Tout d’abord, ce « revenu universel de base » sera donc intermédiaire entre une allocation et un salaire sans emploi. Le terme de revenu, assez neutre, est donc probablement le bon. Sera-t-il bien universel ? On imagine qu’il ne concernera que les adultes. Mais s’il est conçu comme universel, c’est qu’il sera perçu par les travailleurs riches ou pauvres, les rentiers du capital, les chômeurs, les étudiants indépendants ou vivant chez leurs parents, les retraités, les étrangers vivant légalement sur notre sol, les gens qui ne peuvent ou ne souhaitent pas travailler. Si ce n’est pas Le cas, il ne sera pas universel. Il sera donc donné sans autres conditions que la nationalité et la majorité.

Pourquoi « de base » ? Est-ce à dire que ce ne sera qu’un socle et ne règlera alors rien ? Que ce ne sera donc qu’une allocation de plus, un système en plus ? Alors qu’il y a déjà trop de dispositifs et que l’ensemble de ces dispositifs ne règle visiblement pas le problème de la pauvreté, du mal vivre, de l’exclusion, des déterminismes sociaux et de l’injustice sociale.
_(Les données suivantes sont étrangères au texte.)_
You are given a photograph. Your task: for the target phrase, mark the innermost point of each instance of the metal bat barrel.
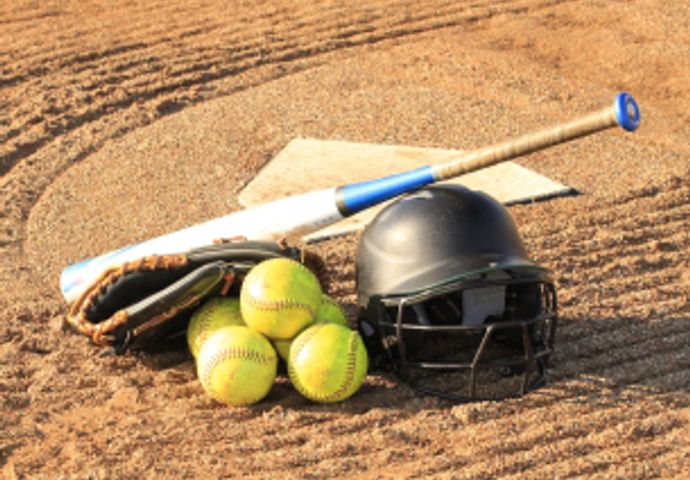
(359, 196)
(311, 211)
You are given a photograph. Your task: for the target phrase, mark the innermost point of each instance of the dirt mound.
(85, 84)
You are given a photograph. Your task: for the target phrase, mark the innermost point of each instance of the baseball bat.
(308, 212)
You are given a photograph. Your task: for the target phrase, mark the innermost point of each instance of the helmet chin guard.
(449, 299)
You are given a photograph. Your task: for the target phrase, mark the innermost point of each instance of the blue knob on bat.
(627, 112)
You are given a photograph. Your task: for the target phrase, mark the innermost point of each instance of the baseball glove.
(147, 303)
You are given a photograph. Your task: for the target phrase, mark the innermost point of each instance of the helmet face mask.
(479, 333)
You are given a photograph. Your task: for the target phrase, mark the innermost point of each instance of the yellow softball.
(213, 314)
(236, 365)
(279, 298)
(329, 311)
(328, 362)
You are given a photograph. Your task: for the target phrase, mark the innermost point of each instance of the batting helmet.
(444, 285)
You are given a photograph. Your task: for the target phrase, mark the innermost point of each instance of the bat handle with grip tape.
(624, 113)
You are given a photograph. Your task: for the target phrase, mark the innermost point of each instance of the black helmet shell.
(436, 235)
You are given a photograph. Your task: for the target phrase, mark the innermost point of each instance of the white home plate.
(308, 164)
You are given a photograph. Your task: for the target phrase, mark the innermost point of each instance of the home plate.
(308, 164)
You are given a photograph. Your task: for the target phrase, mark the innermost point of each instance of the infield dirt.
(225, 85)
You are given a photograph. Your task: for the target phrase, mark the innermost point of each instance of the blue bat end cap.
(627, 112)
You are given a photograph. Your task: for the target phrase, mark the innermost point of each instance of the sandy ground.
(210, 91)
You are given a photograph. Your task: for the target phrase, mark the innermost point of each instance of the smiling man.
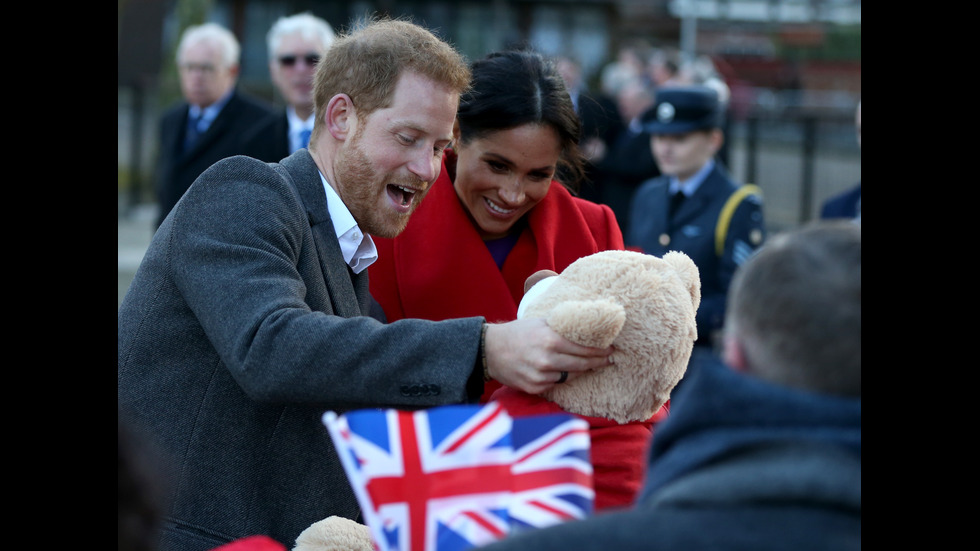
(249, 315)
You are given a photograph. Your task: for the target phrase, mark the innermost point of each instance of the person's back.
(762, 450)
(207, 124)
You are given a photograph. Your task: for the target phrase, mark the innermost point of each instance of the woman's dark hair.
(518, 87)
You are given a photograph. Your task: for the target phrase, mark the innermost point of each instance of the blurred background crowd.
(789, 70)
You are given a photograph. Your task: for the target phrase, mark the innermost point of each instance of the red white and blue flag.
(457, 477)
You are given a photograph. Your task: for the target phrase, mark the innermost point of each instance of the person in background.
(600, 123)
(207, 124)
(762, 449)
(846, 204)
(683, 208)
(496, 214)
(295, 44)
(248, 317)
(628, 161)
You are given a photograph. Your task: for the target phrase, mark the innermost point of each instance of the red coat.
(619, 451)
(439, 268)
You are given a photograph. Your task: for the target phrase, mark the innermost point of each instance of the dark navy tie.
(193, 132)
(675, 202)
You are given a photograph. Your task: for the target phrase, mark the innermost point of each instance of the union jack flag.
(456, 477)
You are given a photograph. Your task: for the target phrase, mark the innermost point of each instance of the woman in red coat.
(497, 213)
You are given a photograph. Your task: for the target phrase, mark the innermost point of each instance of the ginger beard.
(368, 193)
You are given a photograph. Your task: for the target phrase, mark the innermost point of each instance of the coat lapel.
(349, 293)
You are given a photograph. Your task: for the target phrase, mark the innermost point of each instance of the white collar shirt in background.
(693, 183)
(297, 125)
(357, 247)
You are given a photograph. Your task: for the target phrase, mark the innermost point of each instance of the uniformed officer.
(685, 207)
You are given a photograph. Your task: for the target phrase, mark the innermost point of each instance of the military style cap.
(680, 109)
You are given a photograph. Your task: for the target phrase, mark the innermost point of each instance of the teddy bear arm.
(335, 534)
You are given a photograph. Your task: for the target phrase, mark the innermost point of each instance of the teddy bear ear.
(688, 272)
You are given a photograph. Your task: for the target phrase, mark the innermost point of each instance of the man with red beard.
(248, 317)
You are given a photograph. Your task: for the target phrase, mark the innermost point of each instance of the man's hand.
(528, 355)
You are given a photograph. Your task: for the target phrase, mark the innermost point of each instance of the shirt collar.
(209, 113)
(357, 247)
(693, 183)
(297, 125)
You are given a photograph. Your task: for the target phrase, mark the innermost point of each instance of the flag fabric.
(456, 477)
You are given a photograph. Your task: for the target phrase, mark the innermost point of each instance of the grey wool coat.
(242, 326)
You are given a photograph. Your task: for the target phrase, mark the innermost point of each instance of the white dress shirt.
(357, 247)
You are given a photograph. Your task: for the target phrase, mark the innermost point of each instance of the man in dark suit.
(846, 204)
(248, 316)
(295, 45)
(600, 119)
(207, 125)
(684, 208)
(628, 161)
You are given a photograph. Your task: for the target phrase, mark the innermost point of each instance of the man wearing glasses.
(207, 125)
(295, 44)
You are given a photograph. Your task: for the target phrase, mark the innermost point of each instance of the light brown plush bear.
(645, 307)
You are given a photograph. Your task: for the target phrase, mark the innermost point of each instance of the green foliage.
(840, 43)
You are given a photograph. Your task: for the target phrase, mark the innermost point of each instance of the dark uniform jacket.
(692, 231)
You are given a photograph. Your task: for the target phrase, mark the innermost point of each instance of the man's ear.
(340, 117)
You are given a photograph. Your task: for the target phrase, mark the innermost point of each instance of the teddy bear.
(645, 307)
(642, 305)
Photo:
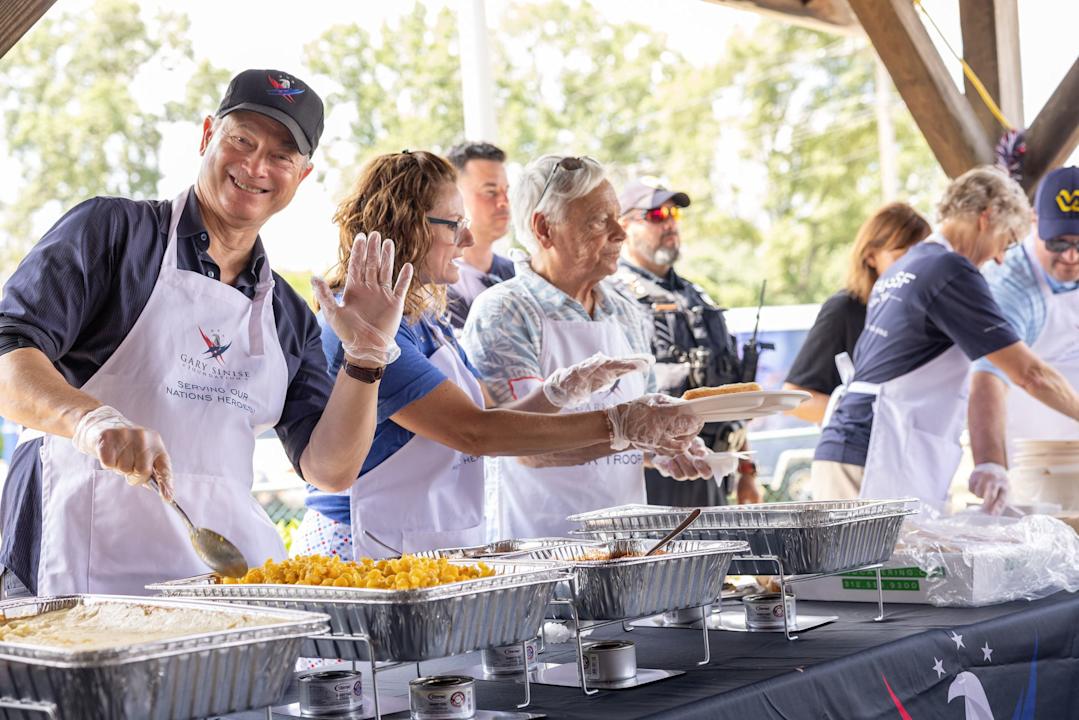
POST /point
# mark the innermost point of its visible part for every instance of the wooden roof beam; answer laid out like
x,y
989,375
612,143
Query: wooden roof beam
x,y
16,17
943,114
991,48
1054,133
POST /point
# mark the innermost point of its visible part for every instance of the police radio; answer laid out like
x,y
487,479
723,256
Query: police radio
x,y
751,349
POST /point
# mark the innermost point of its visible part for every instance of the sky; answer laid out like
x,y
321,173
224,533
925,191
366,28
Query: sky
x,y
243,34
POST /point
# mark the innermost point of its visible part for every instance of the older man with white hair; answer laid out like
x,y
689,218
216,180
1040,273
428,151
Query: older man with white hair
x,y
559,310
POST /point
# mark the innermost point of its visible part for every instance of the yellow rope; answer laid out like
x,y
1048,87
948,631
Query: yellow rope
x,y
969,72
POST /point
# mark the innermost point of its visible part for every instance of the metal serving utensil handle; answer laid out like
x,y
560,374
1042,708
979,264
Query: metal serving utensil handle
x,y
172,503
379,542
675,532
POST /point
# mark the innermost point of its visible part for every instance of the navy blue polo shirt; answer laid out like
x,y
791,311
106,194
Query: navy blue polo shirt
x,y
928,301
409,378
76,297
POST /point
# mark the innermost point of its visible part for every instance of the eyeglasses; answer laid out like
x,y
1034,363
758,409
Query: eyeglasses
x,y
458,227
569,164
658,215
1061,245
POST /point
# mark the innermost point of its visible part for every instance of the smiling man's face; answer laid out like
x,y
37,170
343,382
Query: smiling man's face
x,y
250,168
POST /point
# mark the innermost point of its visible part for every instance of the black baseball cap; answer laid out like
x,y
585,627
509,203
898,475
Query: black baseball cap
x,y
1057,203
647,193
282,96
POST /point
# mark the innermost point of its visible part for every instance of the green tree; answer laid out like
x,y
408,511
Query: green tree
x,y
71,121
403,83
811,124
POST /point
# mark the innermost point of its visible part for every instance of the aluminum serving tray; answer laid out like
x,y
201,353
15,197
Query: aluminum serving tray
x,y
497,548
191,677
687,575
808,538
405,625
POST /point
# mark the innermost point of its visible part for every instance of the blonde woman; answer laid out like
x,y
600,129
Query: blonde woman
x,y
881,241
422,484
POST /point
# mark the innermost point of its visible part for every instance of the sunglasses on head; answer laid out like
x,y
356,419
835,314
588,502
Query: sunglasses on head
x,y
661,214
1061,244
569,164
458,226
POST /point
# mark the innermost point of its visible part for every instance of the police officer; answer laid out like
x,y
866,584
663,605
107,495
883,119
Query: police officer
x,y
692,344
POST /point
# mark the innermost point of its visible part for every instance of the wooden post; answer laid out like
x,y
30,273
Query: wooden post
x,y
1054,133
991,48
16,17
942,113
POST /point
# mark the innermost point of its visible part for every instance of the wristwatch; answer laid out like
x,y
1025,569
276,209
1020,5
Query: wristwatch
x,y
368,375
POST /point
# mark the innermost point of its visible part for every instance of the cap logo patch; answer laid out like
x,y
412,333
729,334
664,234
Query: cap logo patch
x,y
283,87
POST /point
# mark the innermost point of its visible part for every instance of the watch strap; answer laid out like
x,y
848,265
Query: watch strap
x,y
368,375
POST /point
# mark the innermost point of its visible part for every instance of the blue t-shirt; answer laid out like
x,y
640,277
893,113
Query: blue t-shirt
x,y
929,300
406,380
1014,286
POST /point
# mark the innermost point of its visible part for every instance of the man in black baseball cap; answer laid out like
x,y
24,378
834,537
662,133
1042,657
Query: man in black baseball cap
x,y
691,341
206,348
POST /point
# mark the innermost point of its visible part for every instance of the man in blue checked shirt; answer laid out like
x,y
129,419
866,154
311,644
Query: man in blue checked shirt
x,y
1036,289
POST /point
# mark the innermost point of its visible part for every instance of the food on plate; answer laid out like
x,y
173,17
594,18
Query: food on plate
x,y
114,625
404,573
721,390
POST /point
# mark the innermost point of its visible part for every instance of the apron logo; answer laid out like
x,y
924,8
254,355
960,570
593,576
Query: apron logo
x,y
215,349
1068,202
283,87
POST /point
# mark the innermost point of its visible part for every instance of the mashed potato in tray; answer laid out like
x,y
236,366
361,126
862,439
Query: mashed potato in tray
x,y
407,572
104,625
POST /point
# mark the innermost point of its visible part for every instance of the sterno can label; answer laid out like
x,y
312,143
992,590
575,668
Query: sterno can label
x,y
442,697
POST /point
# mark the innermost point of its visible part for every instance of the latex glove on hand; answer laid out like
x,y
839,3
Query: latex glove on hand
x,y
124,448
989,481
690,465
570,386
367,318
655,423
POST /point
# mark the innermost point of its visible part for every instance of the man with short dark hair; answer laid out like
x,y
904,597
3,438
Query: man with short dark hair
x,y
691,341
150,340
481,179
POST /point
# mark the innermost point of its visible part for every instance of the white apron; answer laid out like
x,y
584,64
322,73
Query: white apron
x,y
846,368
426,496
917,419
99,534
535,501
1059,345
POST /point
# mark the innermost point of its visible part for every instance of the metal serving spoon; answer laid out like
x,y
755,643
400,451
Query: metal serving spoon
x,y
212,547
675,532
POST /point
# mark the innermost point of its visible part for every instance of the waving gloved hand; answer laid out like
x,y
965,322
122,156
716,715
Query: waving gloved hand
x,y
989,481
124,448
367,318
656,423
573,385
690,465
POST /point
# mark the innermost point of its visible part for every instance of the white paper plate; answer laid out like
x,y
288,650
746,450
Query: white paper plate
x,y
745,406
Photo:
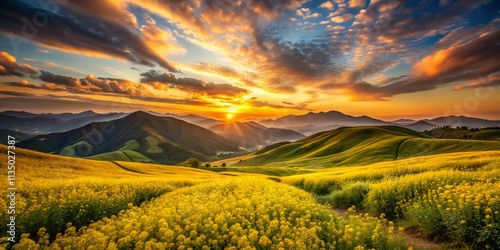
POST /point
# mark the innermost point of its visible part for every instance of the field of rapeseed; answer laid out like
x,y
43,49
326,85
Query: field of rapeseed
x,y
82,204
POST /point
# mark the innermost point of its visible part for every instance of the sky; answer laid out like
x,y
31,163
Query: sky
x,y
259,59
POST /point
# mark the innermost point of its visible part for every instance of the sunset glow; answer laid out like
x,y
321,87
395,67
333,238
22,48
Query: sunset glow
x,y
386,59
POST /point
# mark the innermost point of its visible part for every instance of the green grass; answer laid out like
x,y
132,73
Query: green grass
x,y
358,146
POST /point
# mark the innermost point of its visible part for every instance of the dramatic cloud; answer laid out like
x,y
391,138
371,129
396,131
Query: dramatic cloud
x,y
190,85
48,64
10,67
357,4
83,32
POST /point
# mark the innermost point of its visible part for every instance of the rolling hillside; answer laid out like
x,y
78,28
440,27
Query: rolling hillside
x,y
251,134
322,121
357,146
18,135
161,139
489,134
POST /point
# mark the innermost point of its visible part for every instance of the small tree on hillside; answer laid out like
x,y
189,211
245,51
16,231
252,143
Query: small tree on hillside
x,y
191,162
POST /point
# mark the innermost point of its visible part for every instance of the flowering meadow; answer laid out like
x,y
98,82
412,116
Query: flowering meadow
x,y
240,213
453,199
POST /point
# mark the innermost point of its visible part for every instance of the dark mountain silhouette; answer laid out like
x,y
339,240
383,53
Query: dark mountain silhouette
x,y
322,121
162,139
50,123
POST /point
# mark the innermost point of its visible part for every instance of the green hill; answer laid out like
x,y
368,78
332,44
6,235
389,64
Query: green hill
x,y
359,145
160,139
251,134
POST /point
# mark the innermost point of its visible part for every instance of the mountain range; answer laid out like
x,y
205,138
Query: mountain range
x,y
358,146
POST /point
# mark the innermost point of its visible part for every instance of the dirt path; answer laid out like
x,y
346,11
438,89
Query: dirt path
x,y
411,238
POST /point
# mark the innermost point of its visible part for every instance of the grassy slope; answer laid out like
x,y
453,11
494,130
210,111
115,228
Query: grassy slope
x,y
358,146
163,139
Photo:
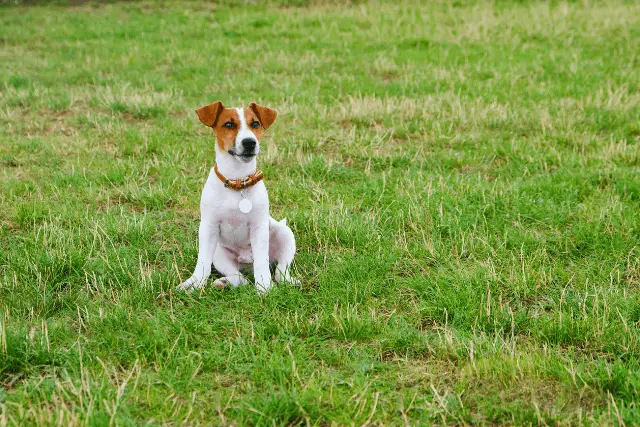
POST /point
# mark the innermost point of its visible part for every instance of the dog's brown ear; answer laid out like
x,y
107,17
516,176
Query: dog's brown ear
x,y
209,113
266,115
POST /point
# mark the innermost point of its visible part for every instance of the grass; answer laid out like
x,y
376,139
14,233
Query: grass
x,y
462,179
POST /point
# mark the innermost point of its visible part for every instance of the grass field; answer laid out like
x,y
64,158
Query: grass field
x,y
463,180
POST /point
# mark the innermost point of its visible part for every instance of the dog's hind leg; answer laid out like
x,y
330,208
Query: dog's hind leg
x,y
282,248
226,263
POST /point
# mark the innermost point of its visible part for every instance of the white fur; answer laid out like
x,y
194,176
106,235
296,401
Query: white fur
x,y
229,238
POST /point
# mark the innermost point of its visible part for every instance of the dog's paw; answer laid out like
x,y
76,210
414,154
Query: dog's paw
x,y
191,284
293,281
263,288
221,283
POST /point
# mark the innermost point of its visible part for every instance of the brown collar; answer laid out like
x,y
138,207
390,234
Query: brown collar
x,y
240,184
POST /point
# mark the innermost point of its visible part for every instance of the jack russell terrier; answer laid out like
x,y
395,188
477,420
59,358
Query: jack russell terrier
x,y
235,225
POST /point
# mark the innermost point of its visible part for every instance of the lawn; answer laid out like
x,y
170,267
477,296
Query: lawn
x,y
463,180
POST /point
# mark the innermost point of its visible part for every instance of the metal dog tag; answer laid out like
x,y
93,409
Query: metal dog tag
x,y
245,205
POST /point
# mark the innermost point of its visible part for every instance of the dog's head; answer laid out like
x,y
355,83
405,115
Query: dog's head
x,y
237,130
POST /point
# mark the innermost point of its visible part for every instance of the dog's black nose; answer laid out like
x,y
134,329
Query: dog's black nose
x,y
249,144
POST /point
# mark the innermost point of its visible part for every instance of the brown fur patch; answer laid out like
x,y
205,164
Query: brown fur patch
x,y
250,116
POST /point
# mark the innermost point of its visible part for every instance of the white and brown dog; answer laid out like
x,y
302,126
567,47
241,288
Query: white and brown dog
x,y
235,225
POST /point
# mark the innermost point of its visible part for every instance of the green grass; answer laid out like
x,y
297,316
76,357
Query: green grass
x,y
463,180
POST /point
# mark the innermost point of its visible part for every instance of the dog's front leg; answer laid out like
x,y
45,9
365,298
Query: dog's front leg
x,y
207,243
260,250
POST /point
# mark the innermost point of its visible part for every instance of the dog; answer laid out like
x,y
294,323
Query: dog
x,y
235,226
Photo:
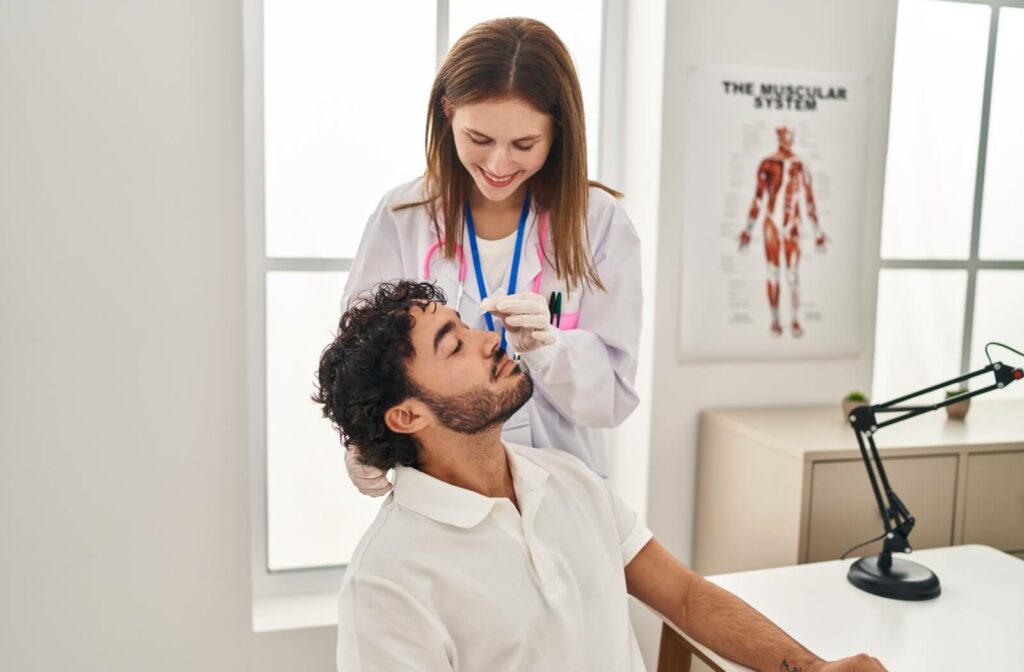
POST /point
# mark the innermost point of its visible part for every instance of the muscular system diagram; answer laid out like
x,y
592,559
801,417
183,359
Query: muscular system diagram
x,y
783,186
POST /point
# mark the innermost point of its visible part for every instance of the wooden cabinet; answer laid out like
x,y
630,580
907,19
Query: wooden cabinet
x,y
787,486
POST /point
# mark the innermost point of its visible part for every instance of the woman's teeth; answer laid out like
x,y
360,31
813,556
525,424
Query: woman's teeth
x,y
500,181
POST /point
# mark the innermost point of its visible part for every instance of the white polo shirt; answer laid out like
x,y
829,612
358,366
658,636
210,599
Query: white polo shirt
x,y
446,579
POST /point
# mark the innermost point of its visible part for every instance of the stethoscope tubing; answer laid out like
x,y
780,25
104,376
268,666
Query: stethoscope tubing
x,y
542,234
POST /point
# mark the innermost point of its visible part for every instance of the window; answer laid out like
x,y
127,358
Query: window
x,y
327,136
951,273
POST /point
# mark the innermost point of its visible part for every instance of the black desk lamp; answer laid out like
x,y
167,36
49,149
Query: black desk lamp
x,y
884,575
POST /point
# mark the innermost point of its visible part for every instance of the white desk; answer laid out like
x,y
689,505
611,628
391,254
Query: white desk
x,y
976,624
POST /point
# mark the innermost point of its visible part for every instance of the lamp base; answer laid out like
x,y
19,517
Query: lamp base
x,y
904,580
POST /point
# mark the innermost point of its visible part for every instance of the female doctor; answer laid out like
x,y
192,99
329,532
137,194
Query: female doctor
x,y
506,221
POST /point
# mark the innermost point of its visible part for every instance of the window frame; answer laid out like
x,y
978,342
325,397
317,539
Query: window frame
x,y
267,584
972,264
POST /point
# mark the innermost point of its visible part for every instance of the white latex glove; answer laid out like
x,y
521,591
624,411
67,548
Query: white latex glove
x,y
370,480
526,321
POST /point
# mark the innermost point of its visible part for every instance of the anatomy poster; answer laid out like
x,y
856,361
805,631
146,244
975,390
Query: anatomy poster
x,y
773,211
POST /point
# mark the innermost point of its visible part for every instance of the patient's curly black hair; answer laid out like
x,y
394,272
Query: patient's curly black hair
x,y
363,373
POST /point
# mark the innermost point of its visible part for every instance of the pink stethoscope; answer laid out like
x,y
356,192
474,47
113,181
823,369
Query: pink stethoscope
x,y
543,231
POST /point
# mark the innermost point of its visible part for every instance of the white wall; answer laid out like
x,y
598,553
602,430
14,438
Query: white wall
x,y
848,37
124,507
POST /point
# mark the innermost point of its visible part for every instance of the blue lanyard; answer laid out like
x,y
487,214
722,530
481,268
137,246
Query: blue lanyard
x,y
515,258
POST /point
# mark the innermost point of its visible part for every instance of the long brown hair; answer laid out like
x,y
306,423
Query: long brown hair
x,y
524,58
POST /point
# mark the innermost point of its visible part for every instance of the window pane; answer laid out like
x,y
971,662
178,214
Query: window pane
x,y
345,99
580,27
1003,212
920,330
997,318
314,515
935,120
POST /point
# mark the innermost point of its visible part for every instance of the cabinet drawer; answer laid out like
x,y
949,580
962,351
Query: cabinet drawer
x,y
994,507
844,511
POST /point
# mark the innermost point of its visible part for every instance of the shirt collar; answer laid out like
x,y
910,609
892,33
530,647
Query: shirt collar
x,y
457,506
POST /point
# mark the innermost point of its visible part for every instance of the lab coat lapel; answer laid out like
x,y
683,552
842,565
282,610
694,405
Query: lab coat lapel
x,y
529,261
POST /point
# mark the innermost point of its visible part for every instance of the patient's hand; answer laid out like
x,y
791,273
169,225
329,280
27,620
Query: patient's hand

On peut être choqué, je l’ai été, d’imaginer que le PDG d’une multinationale perçoive ce revenu complémentaire dont il n’a nul besoin. Mais je comprends bien qu’il sera plus simple de lui donner ce revenu et de le récupérer par la fiscalité (l’IRPP), que de mettre en place un système de contrôle et d’ajustement des revenus qui permetrait de distribuer, non pas la même chose à chacun, non pas à chacun selon ses besoins – qui pourrait en juger ? Surement pas l’administration ! –, mais le complément nécessaire aux nécessiteux : cette alternative étant plus juste, mais plus lourde à gérer.

Dans la proposition dont on parle aujourd’hui, un revenu universel, il faudra être prêt à répondre à ceux qui affirment déjà que cette réforme qui donnerait autant aux plus riches qu’aux plus pauvres est injuste et ne change rien aux écarts de revenus : rhétorique très efficace et politiquement très rentable en France. Qu’on se souvienne de notre difficulté à justifier la suppression de l’impôt sur la fortune, impôt pourtant inefficace, couteux à percevoir et passablement idéologique (sa vertu étant uniquement punitive) et du flop de la théorie du ruissellement – sophisme de communicant assez consternant.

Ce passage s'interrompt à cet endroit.